Locust Analysis Template

# HARDENED: Locust-based canary analysis
apiVersion: argoproj.io/v1alpha1
kind: AnalysisTemplate
metadata:
  name: locust-canary-validation
spec:
  args:
    - name: canary-service
    - name: stable-service
  metrics:
    - name: locust-validation
      interval: 60s
      count: 3
      failureLimit: 1
      provider:
        job:
          spec:
            backoffLimit: 0
            template:
              spec:
                restartPolicy: Never
                containers:
                  - name: locust
                    image: ghcr.io/acme/locust-suite:latest
                    env:
                      - name: TARGET_HOST
                        value: "http://{{args.canary-service}}.production.svc.cluster.local"
                      - name: USERS
                        value: "20"
                      - name: SPAWN_RATE
                        value: "5"
                      - name: RUN_TIME
                        value: "45s"
                      - name: LOCUST_FILE
                        value: "checkout_flow.py"
                      - name: PUSHGATEWAY_URL
                        value: "http://prometheus-pushgateway.monitoring:9091"
                    command:
                      - /bin/sh
                      - -c
                      - |
                        locust -f $LOCUST_FILE \
                          --headless \
                          --host=$TARGET_HOST \
                          --users=$USERS \
                          --spawn-rate=$SPAWN_RATE \
                          --run-time=$RUN_TIME \
                          --csv=/tmp/results \
                          --exit-code-on-error 1

                        # Push results to Prometheus
                        python3 push_metrics.py \
                          --csv=/tmp/results \
                          --pushgateway=$PUSHGATEWAY_URL \
                          --labels="service={{args.canary-service}},type=canary"
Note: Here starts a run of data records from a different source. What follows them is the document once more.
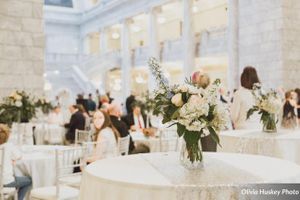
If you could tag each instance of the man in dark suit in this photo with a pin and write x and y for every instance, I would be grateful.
(77, 121)
(115, 114)
(129, 101)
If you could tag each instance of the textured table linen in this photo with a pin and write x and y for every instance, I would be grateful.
(285, 144)
(159, 176)
(168, 143)
(38, 162)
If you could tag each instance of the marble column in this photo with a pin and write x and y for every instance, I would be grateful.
(153, 43)
(233, 52)
(103, 41)
(126, 59)
(188, 39)
(86, 45)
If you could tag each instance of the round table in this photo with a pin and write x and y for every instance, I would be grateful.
(165, 144)
(38, 162)
(159, 176)
(285, 144)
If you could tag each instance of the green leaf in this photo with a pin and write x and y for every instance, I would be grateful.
(191, 137)
(251, 111)
(175, 115)
(180, 129)
(214, 135)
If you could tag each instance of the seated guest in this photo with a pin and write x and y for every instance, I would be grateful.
(77, 121)
(86, 117)
(103, 99)
(129, 102)
(289, 118)
(56, 117)
(22, 183)
(105, 107)
(115, 114)
(106, 134)
(135, 120)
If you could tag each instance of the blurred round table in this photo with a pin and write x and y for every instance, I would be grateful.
(158, 143)
(285, 144)
(159, 176)
(38, 162)
(49, 133)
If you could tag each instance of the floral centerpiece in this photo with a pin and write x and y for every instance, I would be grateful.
(44, 105)
(196, 112)
(268, 104)
(18, 107)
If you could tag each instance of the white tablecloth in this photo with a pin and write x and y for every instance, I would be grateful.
(159, 176)
(38, 162)
(285, 144)
(49, 133)
(167, 143)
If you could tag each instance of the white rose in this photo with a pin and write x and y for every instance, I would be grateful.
(177, 100)
(195, 100)
(183, 88)
(18, 97)
(18, 103)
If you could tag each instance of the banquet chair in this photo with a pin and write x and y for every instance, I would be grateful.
(5, 192)
(123, 145)
(82, 136)
(168, 140)
(66, 161)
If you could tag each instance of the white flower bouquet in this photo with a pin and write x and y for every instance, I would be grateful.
(196, 112)
(268, 104)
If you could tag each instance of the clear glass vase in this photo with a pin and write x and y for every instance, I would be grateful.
(269, 125)
(191, 156)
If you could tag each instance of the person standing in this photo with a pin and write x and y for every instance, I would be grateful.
(91, 104)
(289, 118)
(115, 114)
(244, 100)
(77, 121)
(129, 102)
(135, 120)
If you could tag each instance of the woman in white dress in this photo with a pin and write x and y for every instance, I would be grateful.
(106, 137)
(243, 100)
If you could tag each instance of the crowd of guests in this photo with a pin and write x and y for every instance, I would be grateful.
(104, 118)
(243, 100)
Locust Checkout Flow for Canary

# locust-suite/checkout_flow.py
# HARDENED: Realistic checkout flow for canary validation
from locust import HttpUser, task, between

class CheckoutUser(HttpUser):
    wait_time = between(1, 3)

    @task(5)
    def browse_product(self):
        self.client.get("/api/products/42",
                       name="/api/products/:id")

    @task(3)
    def search_products(self):
        self.client.get("/api/products?q=wireless&limit=20",
                       name="/api/products?q=...")

    @task(1)
    def checkout_flow(self):
        # Add to cart
        self.client.post("/api/cart/items",
                        json={"productId": 42, "quantity": 1},
                        name="/api/cart/items")

        # Create checkout
        response = self.client.post("/api/checkout",
                                   json={"paymentMethod": "card_test"},
                                   name="/api/checkout")

        if response.status_code == 201:
            order_id = response.json().get("orderId")
            # Check order status
            self.client.get(f"/api/orders/{order_id}",
                          name="/api/orders/:id")

Error Rate Analysis Template

apiVersion: argoproj.io/v1alpha1
kind: AnalysisTemplate
metadata:
  name: canary-error-rate
spec:
  args:
    - name: canary-service
  metrics:
    - name: error-rate
      interval: 30s
      count: 5
      successCondition: result[0] < 0.01
      failureLimit: 2
      provider:
        prometheus:
          address: http://prometheus.monitoring:9090
          query: |
            sum(rate(http_requests_total{
              service="{{args.canary-service}}",
              code=~"5.."}[2m]))
            /
            sum(rate(http_requests_total{
              service="{{args.canary-service}}"}[2m]))

Memory Analysis Template

apiVersion: argoproj.io/v1alpha1
kind: AnalysisTemplate
metadata:
  name: canary-memory
spec:
  args:
    - name: canary-service
  metrics:
    - name: memory-growth
      interval: 60s
      count: 3
      successCondition: result[0] < 0.8
      failureLimit: 1
      provider:
        prometheus:
          address: http://prometheus.monitoring:9090
          query: |
            max(container_memory_working_set_bytes{
              pod=~"{{args.canary-service}}.*",
              namespace="production"})
            /
            max(kube_pod_container_resource_limits{
              pod=~"{{args.canary-service}}.*",
              namespace="production",
              resource="memory"})

The Gate

The canary promotion proceeds only if all analysis templates pass at each step. The Locust validation generates realistic load against the canary. If the canary’s error rate exceeds 1%, latency degrades, or memory usage exceeds 80% of limits, the analysis fails.

At stage 2 (20% traffic), both Locust validation and error rate analysis must pass. At stage 3 (50% traffic), Locust, error rate, latency, and memory analysis all must pass. This progressive gating catches issues that only manifest under higher load.

Two failures out of five measurements are allowed for error rate (failureLimit: 2) to account for transient spikes. Only one failure is allowed for memory (failureLimit: 1) because memory leaks are progressive and a single data point showing high usage is a strong signal.

The Recovery

Canary analysis fails at 5%: Argo Rollouts scales canary to zero and routes all traffic to stable. Check the AnalysisRun in ArgoCD to see which metric failed. Fix and redeploy.

Canary passes all stages but issues appear after 100%: Use kubectl argo rollouts undo checkout-service to revert to the previous ReplicaSet. Argo Rollouts keeps the previous version’s ReplicaSet available (rollbackWindow.revisions: 3).

Locust validation is flaky: The Locust scenario is too aggressive or the canary has insufficient resources. Reduce user count, increase spawn rate interval, or increase canary pod resources. Flaky validation is worse than no validation because it trains the team to ignore failures.